The area’s beer industry is spearheaded by four breweries: Black Bear Microbrew (Orono), Sea Dog Brewing Co. (Bangor), Geaghan Brothers Brewing Co. (Bangor) and Penobscot Bay Brewing (Winterport). Even the state-renowned Friars’ Bakehouse has gotten into the game with its Bucksport location Friars’ Brewhouse, which just made its beer available to the public last year. And, in addition to those making beer, consumers in the area have become increasingly sophisticated with the help of establishments such as Nocturnem Draft Haus and Blaze restaurant and bar offering a nice selection of local and domestic craft beers, as well as somewhat obscure international options.
“The Bangor scene is really being driven by local businesses,” said Andrew Geaghan, owner and brewer of Geaghan Brothers Brewing Co, at Bangor’s annual Tap Into Summer brew fest on June 21.
“I was very scared, to be honest, when [Hollywood Casino Hotel and Raceway] came into town. We knew it was going to be an influx of people, we knew it was going to be an influx of money, but I was afraid it was going to turn Bangor into a sort of cookie-cutter, chain restaurant sort of affair. And the local business community has really stepped up to the plate and owned it, and embraced the casino in a positive way, and turned what could have been this white-washing sort of effect into a real coloring of our community.”
In turn, Bangor has blossomed into a place where young entrepreneurs can thrive, including the local brewers who can contribute to the burgeoning Maine beer scene. But what is it that draws so many Bangorians and other Mainers into the business?
“I think some of it is Maine independence, you know, everyone likes to do it their way,” said Mike Anderson, owner and brewer of Penobscot Bay Brewery, at the Tap Into Summer fest. And, for Anderson, there’s also the appeal that Winterport’s water chemistry is uncannily similar to that of Munich, Germany.

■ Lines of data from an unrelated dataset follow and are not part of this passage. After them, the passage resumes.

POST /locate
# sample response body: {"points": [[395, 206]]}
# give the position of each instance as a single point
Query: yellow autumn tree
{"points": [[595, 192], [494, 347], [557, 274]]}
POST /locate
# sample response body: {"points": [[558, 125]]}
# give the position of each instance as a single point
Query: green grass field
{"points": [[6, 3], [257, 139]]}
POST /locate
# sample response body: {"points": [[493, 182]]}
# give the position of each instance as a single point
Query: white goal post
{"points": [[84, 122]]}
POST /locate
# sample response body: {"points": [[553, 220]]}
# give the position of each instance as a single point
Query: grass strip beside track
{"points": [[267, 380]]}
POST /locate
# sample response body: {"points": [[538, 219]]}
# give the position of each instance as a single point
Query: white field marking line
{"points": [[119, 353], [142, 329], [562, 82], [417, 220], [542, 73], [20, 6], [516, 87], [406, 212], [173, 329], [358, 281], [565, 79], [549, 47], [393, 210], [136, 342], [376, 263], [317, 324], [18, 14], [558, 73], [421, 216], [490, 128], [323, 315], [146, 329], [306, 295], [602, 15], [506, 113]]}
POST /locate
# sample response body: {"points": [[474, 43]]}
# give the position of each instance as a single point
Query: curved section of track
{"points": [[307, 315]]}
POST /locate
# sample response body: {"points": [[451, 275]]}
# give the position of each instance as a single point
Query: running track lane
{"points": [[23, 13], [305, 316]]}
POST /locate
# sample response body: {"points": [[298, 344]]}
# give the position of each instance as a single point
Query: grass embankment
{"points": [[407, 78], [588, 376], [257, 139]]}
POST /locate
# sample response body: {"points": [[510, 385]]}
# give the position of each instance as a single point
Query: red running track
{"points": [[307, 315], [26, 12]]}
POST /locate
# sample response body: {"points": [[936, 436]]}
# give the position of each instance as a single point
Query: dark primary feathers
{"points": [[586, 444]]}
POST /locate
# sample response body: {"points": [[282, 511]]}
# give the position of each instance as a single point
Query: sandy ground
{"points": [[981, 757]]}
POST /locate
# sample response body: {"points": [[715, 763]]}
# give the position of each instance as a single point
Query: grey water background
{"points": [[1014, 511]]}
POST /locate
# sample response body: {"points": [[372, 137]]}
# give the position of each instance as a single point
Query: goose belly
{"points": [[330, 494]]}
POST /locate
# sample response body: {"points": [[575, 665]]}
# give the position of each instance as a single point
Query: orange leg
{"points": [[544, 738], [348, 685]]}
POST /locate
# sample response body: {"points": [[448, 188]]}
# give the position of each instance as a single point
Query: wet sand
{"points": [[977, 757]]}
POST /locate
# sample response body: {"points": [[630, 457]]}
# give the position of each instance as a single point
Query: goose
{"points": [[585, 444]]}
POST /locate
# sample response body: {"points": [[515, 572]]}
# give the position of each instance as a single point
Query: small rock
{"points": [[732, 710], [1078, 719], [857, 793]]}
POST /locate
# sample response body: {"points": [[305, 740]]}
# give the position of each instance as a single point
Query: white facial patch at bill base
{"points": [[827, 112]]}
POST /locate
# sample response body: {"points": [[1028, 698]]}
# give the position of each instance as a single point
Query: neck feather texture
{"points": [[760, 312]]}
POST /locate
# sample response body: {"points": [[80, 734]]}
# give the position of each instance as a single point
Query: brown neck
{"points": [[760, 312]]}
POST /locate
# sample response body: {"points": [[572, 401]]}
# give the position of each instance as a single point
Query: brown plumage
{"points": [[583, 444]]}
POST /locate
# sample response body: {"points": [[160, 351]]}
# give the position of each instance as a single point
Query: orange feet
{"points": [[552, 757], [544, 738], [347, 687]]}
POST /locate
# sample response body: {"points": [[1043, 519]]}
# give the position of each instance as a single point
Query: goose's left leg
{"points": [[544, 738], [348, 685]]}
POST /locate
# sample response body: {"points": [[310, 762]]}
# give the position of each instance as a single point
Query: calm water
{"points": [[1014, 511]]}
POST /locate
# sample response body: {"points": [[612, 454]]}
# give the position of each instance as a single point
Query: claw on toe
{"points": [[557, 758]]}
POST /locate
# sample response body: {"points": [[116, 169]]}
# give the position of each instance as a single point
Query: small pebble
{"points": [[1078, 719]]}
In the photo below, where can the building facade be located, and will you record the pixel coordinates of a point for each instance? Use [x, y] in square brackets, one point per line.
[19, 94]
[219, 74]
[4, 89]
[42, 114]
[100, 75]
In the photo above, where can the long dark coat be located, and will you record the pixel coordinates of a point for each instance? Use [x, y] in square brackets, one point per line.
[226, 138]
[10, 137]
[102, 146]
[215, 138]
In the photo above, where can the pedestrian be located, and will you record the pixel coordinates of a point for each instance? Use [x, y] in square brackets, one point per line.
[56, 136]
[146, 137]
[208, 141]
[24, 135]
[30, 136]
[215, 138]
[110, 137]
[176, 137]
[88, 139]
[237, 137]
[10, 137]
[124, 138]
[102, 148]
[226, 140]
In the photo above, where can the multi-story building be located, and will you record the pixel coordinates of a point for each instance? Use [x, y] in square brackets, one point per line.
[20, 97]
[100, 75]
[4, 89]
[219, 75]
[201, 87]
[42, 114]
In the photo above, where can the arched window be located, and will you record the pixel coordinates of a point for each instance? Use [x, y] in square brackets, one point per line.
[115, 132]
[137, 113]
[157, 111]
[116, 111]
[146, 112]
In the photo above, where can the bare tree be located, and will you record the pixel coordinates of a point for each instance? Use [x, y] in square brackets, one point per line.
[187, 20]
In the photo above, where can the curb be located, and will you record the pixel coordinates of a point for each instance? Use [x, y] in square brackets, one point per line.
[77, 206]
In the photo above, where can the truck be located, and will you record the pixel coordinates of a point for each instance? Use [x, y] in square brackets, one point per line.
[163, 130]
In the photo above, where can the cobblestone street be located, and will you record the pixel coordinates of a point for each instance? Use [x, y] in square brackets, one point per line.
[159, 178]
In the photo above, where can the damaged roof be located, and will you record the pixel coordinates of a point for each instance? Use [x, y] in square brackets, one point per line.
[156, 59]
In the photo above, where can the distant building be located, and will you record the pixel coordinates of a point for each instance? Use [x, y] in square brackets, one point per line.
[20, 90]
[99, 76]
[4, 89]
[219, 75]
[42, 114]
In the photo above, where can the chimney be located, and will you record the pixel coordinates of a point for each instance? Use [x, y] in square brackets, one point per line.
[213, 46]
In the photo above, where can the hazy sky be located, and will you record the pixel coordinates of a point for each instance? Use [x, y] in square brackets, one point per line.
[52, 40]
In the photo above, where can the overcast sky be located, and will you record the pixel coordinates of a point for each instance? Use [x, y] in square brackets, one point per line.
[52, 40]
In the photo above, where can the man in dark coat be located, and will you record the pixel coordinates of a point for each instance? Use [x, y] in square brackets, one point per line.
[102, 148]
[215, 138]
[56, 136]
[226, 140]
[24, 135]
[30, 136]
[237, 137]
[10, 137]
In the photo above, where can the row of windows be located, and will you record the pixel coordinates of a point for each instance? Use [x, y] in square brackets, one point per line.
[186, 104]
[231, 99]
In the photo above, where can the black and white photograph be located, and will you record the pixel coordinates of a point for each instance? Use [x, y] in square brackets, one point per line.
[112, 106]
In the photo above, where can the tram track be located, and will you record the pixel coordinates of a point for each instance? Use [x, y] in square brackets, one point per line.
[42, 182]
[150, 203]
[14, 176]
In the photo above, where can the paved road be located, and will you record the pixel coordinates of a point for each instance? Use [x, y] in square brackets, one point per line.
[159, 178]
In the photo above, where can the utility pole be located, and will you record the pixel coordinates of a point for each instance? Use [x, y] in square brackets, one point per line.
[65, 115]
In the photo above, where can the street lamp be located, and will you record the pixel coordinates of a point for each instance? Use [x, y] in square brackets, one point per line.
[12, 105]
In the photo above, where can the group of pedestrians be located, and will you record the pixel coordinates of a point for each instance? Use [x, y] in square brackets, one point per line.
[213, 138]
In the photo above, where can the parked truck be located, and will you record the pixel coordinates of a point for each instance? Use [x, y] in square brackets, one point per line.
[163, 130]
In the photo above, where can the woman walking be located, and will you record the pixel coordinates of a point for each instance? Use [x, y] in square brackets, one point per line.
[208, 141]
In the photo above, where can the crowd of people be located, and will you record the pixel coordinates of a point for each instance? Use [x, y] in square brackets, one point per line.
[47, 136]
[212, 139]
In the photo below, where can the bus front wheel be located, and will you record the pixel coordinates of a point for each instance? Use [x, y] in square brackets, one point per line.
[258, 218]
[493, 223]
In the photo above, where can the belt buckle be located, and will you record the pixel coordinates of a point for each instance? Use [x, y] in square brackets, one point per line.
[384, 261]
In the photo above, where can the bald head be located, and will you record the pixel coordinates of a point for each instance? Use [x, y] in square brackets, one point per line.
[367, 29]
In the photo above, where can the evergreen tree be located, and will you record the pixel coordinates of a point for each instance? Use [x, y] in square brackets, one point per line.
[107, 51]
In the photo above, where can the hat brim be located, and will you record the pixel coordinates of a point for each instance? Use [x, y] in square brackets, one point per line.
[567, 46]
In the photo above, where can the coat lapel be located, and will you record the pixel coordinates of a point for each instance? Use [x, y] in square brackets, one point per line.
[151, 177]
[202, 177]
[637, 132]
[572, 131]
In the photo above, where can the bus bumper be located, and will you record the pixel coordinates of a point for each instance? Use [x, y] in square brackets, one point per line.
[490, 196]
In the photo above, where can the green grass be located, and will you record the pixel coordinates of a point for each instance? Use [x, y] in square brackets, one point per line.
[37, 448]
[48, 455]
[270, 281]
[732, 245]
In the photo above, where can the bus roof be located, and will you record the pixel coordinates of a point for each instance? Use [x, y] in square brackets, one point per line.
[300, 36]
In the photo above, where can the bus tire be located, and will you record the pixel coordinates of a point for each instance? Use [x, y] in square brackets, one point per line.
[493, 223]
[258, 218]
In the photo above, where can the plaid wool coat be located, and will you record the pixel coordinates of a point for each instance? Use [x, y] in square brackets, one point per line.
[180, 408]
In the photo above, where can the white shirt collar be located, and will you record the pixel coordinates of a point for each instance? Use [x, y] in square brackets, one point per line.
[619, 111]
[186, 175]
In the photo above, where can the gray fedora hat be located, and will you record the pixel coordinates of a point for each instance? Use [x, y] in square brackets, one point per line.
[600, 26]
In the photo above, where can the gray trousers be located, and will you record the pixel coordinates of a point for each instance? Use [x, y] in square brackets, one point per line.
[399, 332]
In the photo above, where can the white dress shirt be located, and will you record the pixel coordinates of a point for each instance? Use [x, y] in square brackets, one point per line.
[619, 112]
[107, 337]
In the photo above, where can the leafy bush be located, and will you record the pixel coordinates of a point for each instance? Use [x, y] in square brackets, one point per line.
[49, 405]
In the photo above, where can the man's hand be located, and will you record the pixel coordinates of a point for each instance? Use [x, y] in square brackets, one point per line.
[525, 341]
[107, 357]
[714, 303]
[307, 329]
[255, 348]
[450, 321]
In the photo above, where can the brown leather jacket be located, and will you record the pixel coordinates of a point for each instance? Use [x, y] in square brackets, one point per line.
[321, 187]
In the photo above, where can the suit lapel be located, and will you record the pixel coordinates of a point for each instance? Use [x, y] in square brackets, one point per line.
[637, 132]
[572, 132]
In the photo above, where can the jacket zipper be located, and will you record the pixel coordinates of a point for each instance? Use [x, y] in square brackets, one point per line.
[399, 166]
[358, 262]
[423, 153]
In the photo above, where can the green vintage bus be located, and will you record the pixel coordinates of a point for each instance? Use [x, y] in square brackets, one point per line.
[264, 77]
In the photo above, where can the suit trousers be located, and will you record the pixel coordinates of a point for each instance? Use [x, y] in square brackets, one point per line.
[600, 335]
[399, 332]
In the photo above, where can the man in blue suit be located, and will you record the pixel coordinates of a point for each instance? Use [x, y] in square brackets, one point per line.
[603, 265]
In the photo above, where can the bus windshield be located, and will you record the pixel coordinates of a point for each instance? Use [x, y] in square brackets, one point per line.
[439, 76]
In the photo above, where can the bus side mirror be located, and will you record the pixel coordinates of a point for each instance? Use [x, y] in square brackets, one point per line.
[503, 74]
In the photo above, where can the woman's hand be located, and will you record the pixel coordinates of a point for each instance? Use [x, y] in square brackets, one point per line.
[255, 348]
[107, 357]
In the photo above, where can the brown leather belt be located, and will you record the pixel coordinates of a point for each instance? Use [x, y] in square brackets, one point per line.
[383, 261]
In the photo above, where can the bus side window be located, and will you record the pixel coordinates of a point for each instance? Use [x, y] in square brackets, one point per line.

It’s great for wine, but for Anderson, it’s even better for beer.
“Basically I tend to hold my beer to the German purity law,” he said.
“Water, grain, barley primarily, a little bit of wheat – I like wheat because it makes nice texture – yeast and hops. Anything else, it doesn’t qualify as beer in Germany. I do have one beer that doesn’t fit that, I make a honey ginger lager. Because it has Winterport honey in it, local Maine honey in it, and it has Maine-grown ginger in it.”
Geaghan, on the other hand, prides himself on bringing American-style ales to Bangor.
“We felt like when we came into the game three years ago, the American beer scene was dominated by English-style beers. Which is fine. There’s nothing wrong with it. They’re big, malty beers,” said Geaghan.
“This hop-forward, clean malt profile, American-stye beer is just growing in this country, and that’s what we wanted to bring into the Maine market. It’s kind of us, guys like Sebago; Baxter came into the game with that style, Rising Tide has that style. And we try to be Bangor’s beer, really.”
But ultimately, despite different tastes and approaches, Bangor’s brewers display a sense of unity and cooperation that Anderson described as “unbelievable.” Each beer maker is ready to lend a hand to their fellow brewers at a moment’s notice.
“Bangor’s really growing. It’s a fun place to be. It’s vibrant, it’s alive,” said Geaghan.
“There are a lot of festivities, a lot of festivals, a lot of concerts, just a lot of fun local stuff going on. And the beer community is a big part of that.”